He thought she would ask him why—and he couldn’t tell her. But she didn’t ask; instead, she nodded, then looked up at the judge. “Your Honor, I would like to have the juror experience Fields—a piece that Mr. Polk finished prior to the malfunction of his implant. And then have him see the unfinished piece, Children’s Crusade—if we may?”

“Yes,” the judge said, “you may proceed.”

“Run Fields,” Erin instructed the system.

The holographic projection was focused on the jury box, but from his adjacent witness chair the images looked only a little distorted, the sounds and scents barely out of sync. Calendri sat very still, his eyes flicking from here to there to follow the kaleidoscopic images. The piece ended. Almost imperceptibly, Calendri seemed to shrug.

“Now this is the piece that Mr. Polk is unable to finish,” Erin went on doggedly. She had noticed that shrug, too, Eprhaim thought bleakly. “You can compare them directly. System, run Crusade.”

There was nowhere to run, nowhere to hide. Ephraim watched, unable to stop himself. The images pierced him—children playing tag amidst the thornbrush huts of dying Africa, a girl with tawny skin and a round Asian face beneath a white headscarf carefully cutting the throat of a red and black rooster while its scarlet blood ran down her arm, a boy cradling a newborn kitten, two children peering through the glassless window of a ruined urban building, a young child fleeing through an open-air market with his arms full of stolen clothes.… The glimpses showered down around him like stinging rain, jagged and without power or cohesion. Flute and percussion notes whispered in his ears and a breath of icy air raised goosebumps on his skin. It didn’t work with the rooster’s bright feathers, and the thick, crimson blood.

“Thus we create ourselves eternally, in an innocence that evolves into good or evil, but is never lost,” Ephraim whispered. Those were the notes in his working file. He reached for that description, felt for the soul of this piece. It was gone. Forever. In his brain, the stored images pressed against the walls of his skull, and the access code was there, so easy to invoke. Grief pierced him. Release them, he thought. Let the darkness eat it all, eat all that was left of him—water of Lethe. At least he would no longer care. He began to shape the code images.

“System, endit.” Erin’s words were close and loud in his ears. “Ephraim, don’t.

The anguish in her voice reached him. Ephraim let the code fade, and buried his face in his hands. The pressure of those images threatened to burst the walls of his skull, scatter shards of bone like shrapnel, and maybe it would be the best thing. “It isn’t finished.” He pressed darkness into his eyes with the heels of his hands, wanting to blank those incomplete images forever. “I knew how it was supposed to work.
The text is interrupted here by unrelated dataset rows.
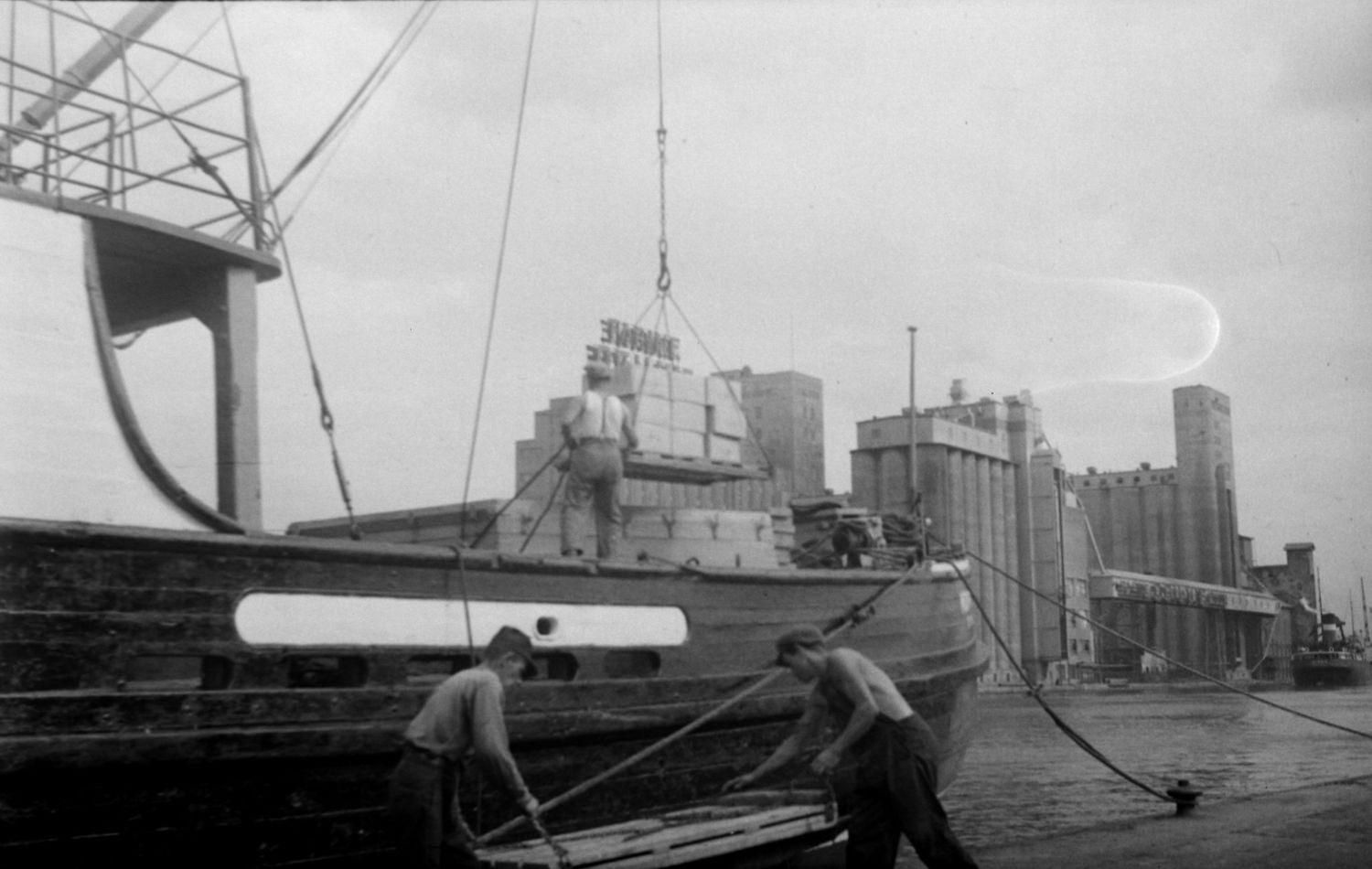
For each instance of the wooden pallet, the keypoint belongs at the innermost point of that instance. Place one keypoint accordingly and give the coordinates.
(722, 827)
(666, 467)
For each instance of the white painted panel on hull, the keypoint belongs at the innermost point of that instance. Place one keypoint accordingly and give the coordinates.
(276, 618)
(62, 455)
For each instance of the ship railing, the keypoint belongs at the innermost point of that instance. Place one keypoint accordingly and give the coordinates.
(129, 148)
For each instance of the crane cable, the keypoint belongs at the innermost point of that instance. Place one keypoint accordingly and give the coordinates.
(499, 263)
(1135, 643)
(853, 617)
(664, 274)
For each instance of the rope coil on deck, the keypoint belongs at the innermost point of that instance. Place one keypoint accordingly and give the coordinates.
(1172, 795)
(834, 628)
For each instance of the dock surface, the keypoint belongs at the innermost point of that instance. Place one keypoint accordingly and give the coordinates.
(1325, 825)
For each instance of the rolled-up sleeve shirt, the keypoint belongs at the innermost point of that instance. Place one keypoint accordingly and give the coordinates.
(466, 713)
(597, 417)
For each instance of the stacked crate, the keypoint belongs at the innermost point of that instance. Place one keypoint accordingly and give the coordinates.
(726, 423)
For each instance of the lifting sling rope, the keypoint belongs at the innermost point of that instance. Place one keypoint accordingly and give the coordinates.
(1034, 691)
(664, 274)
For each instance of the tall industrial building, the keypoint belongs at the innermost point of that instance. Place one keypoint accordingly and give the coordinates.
(990, 481)
(1177, 520)
(787, 424)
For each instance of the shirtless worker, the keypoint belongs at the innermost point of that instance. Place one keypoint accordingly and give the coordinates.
(896, 781)
(464, 714)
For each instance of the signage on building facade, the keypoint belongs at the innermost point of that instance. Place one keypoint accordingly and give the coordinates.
(622, 343)
(1193, 596)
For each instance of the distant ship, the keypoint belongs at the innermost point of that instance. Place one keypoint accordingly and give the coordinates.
(1331, 660)
(178, 685)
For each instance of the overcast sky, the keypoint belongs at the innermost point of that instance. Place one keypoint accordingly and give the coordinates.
(1097, 202)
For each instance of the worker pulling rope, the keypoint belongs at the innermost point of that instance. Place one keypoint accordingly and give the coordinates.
(855, 616)
(1176, 663)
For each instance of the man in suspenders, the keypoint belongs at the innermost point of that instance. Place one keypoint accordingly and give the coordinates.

I knew what I wanted. I knew how to finish it." He drew a sobbing breath. “And now… it’s gone. I don’t know… what I meant to do here anymore.” He raised his head slowly and met Calendri’s impassive stare. “I just don’t know.”

“What don’t you know, Ephraim?” Erin’s quiet words prodded him mercilessly.
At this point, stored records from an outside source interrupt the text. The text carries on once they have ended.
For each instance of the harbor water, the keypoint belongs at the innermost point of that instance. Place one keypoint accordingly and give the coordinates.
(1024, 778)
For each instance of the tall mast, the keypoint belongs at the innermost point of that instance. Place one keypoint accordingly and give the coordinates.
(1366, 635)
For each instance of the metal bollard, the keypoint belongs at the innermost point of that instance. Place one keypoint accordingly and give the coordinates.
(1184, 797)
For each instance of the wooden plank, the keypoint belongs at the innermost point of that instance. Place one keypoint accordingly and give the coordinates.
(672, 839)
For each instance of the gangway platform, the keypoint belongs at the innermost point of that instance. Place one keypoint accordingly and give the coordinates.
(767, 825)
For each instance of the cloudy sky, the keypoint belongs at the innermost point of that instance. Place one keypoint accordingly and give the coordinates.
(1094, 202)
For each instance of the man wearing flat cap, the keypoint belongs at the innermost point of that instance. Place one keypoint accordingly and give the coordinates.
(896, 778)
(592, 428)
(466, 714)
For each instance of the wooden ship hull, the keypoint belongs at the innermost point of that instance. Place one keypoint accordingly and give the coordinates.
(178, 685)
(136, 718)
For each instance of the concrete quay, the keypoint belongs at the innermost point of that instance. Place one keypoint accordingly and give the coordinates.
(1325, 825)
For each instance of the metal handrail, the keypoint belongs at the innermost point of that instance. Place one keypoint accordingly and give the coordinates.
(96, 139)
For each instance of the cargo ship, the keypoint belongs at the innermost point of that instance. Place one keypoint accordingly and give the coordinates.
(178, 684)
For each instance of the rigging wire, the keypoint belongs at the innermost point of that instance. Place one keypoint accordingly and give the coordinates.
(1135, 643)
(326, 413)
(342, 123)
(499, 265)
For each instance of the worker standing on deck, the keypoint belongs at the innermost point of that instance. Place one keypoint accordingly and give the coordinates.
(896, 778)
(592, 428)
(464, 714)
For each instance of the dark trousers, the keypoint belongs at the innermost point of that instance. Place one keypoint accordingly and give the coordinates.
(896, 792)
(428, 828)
“Playing on the street, going to school.” The words tore their way free. “It’s gone. Wiped out. My father, and how he talked to me, how he felt when I passed an exam, or when I got hurt. Don’t you understand?” He clutched the railing, his nails biting the wood. “Did I tell you about a puppy I had? I think I did, but I don’t remember what I told you. You can remind me, but can you make it part of me again?” He closed his eyes briefly, his hands shaking. “How can I finish a piece about the child that we were and are? I never was a child." He bowed over the smooth wood. “I am not even sure that I am human anymore,” he whispered.

Silence filled the courtroom. And for nearly a minute, no one said anything.

“That’s all I have, Mr. Polk,” Erin said, and there was a roughness in her voice that he hadn’t heard before. She turned to the judge. “Is it about time for lunch, Your Honor?”

“Yes,” the judge said. “At 1:00 P.M. we will reconvene for Mr. Polk’s cross-examination.”

Slowly, Ephraim straightened, and his eyes met those of the juror. A brief emotion moved across the man’s face, but it vanished too quickly for Ephraim to identify it. Pity, he thought bleakly. Pity for a loser. Then Erin’s hand was on his arm and she was guiding him back to his seat.

“Just a few more questions, Mr. Polk.” Clark studied his paper notes at the podium. Erin thought he would not keep Ephraim on the stand much longer. This was a case where every “I don’t remember” answer only served to illustrate the loss.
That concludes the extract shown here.